VASP quer apoios do Estado para manter jornais no interior

Quatro pedidos de ajuda ao Governo ficaram sem resposta. Quebra nas vendas da imprensa agravada pela pandemia.

A partir de julho, a VASP vai cobrar uma taxa aos quiosques pela distribuição de jornais e revistas.

A empresa justifica a decisão com o facto de o Governo não dar resposta aos sucessivos pedidos de apoio, para fazer face à quebra nas vendas de publicações em papel e ao prejuízo que tem na distribuição no interior do país. A medida está a causar revolta entre alguns donos de quiosques e papelarias (pontos de venda), que dizem ter começado a boicotar a venda de jornais.

Paulo Proença, presidente do Conselho de Administração da VASP - que é detida, em parte, pelo Global Media Group, ao qual pertence o JN -, assegura que a distribuição da imprensa escrita só é rentável numa parte do país: no Grande Porto, na Grande Lisboa e numa faixa litoral entre Coimbra e Leiria. No resto do território, o negócio tem vindo a deteriorar-se, com a redução da venda de jornais de papel, agravada pela pandemia.

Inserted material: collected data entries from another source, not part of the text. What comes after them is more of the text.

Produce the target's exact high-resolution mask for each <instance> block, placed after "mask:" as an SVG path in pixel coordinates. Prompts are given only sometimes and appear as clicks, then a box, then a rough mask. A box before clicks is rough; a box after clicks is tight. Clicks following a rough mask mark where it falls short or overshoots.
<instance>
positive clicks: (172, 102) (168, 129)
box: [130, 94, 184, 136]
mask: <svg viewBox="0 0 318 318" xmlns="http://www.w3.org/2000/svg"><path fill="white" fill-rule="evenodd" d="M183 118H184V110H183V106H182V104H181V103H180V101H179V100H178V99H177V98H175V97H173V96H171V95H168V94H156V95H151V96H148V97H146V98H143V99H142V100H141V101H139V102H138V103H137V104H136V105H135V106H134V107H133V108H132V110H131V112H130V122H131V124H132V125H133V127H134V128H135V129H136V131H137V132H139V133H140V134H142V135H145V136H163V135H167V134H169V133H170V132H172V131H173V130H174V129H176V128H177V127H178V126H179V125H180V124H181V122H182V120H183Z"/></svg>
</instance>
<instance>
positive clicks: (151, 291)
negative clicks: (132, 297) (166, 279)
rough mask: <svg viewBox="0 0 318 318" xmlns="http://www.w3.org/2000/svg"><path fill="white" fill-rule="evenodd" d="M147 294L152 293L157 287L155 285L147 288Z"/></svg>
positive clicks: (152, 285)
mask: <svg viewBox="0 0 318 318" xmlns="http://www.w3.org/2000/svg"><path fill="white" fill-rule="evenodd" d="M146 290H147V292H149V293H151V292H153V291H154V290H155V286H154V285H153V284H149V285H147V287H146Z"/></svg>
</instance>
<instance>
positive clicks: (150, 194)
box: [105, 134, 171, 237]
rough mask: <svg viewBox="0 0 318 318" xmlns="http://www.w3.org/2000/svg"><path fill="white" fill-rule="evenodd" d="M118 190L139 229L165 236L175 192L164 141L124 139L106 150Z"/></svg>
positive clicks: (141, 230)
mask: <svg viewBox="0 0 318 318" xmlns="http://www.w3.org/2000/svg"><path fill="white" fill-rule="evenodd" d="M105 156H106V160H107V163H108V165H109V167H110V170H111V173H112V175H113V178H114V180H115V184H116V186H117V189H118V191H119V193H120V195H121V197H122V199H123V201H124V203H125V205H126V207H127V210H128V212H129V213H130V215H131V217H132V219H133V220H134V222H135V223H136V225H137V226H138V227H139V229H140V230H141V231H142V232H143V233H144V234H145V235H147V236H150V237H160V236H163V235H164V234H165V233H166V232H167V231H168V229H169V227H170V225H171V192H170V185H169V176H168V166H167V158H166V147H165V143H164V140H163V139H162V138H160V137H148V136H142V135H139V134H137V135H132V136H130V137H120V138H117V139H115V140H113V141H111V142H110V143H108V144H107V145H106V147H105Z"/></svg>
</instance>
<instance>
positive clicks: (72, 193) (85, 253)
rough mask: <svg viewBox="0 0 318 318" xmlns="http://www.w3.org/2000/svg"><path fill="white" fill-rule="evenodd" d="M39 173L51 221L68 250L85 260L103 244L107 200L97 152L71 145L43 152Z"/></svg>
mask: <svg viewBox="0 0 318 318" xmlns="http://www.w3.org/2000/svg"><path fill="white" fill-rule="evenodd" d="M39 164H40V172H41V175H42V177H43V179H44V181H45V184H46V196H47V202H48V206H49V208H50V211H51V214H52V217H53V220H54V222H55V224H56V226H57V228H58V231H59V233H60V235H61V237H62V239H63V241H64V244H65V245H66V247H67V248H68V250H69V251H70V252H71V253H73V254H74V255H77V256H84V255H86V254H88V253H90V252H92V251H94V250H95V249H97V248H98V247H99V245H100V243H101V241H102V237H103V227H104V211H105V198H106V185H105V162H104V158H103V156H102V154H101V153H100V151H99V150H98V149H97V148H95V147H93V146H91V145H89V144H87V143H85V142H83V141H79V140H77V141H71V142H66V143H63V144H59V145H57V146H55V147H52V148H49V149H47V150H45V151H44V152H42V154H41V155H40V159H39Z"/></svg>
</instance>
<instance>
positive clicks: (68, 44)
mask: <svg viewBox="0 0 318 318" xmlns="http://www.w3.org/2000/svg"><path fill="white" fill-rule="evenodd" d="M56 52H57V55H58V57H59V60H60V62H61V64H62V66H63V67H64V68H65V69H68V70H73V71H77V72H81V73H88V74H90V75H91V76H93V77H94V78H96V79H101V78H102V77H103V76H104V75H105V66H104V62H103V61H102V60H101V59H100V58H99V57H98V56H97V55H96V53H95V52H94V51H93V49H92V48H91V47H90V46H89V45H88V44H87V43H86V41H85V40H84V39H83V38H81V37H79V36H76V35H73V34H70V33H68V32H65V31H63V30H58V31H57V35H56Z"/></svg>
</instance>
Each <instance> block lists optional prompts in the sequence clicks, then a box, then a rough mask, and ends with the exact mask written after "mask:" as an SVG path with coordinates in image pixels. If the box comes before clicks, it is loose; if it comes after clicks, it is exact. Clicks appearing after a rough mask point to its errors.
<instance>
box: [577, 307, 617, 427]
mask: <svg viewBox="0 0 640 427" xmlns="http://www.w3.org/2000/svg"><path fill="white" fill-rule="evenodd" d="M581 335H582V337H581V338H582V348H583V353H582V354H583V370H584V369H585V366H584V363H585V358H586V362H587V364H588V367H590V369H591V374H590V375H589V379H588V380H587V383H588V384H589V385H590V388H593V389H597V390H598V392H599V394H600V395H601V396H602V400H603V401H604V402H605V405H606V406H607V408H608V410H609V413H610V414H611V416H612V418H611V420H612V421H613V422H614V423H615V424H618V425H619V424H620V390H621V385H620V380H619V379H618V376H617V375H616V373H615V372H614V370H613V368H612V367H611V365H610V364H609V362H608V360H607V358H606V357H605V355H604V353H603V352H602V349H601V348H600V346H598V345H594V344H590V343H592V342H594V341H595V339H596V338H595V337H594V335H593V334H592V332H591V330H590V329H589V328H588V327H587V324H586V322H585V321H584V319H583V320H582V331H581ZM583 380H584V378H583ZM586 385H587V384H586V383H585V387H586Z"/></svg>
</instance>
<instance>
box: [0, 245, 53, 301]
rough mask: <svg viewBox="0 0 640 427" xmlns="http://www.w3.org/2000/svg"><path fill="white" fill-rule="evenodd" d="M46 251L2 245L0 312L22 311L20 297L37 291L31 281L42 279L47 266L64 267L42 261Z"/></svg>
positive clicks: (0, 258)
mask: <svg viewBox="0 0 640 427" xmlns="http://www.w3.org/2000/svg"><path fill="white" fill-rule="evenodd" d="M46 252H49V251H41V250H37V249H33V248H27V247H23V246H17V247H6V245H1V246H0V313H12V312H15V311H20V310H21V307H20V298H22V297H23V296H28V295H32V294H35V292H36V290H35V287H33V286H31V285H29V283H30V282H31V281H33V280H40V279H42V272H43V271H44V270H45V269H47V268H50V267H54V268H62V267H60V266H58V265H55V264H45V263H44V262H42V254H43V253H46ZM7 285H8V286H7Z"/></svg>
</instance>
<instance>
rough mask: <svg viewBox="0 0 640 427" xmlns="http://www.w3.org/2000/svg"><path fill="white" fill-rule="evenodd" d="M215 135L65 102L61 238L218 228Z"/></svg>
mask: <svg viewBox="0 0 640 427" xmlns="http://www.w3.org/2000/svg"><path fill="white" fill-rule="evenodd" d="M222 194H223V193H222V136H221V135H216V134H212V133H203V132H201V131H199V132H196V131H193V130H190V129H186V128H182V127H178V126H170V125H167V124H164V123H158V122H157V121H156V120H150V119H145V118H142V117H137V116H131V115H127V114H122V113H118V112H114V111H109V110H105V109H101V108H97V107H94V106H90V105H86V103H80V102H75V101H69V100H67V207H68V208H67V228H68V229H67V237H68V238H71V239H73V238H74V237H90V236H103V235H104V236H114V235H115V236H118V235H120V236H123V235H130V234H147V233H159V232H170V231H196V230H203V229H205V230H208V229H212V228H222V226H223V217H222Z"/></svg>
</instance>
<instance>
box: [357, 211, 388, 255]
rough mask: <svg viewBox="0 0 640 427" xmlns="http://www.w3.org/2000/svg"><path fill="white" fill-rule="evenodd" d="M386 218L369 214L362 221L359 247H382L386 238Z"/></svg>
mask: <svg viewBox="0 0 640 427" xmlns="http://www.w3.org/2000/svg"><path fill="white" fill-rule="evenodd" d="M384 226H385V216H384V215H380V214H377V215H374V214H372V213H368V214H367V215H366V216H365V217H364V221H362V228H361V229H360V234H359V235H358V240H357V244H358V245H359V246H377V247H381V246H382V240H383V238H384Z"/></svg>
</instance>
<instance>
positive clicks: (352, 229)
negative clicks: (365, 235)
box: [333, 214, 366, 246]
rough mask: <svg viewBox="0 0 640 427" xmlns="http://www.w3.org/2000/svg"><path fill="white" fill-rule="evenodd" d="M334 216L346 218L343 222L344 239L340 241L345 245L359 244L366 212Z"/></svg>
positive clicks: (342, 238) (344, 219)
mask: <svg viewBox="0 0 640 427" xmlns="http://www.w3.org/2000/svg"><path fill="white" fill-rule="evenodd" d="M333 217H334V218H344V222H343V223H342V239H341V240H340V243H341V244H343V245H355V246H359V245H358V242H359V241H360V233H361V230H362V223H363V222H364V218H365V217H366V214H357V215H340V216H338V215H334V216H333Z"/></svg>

As contas estão "fortemente no vermelho", afirmou. Sem capacidade financeira para aguentar o prejuízo mais tempo, Paulo Proença assegura que "há o perigo de haver zonas do país que deixam de ter jornais".

Em 2020, escreveu três vezes ao Governo, alertando para a urgência de um apoio. A 28 de dezembro, reuniu com o secretário de Estado do Comércio, João Torres. "Ficou de nos voltar a contactar em janeiro e nada". Há um mês, seguiu novo email para o Governo (e grupos parlamentares) - de novo, sem resposta. "Que alternativa há? Pedimos aos pontos de venda que comparticipem os custos de distribuição", disse, acrescentando ter recebido protestos de cerca de um décimo dos vendedores.

Quiosques protestam

A comparticipação traduz-se numa taxa de 1 euro ao domingo e 1,5 euros nos outros dias (acresce IVA), igual para todos os pontos de venda. "Eu teria que vender dez jornais por dia só para pagar a taxa", disse João Pequeno, da Papelaria Oliveira, de Vagos. Por norma, garante, vende menos. "Já fiz contas, não compensa".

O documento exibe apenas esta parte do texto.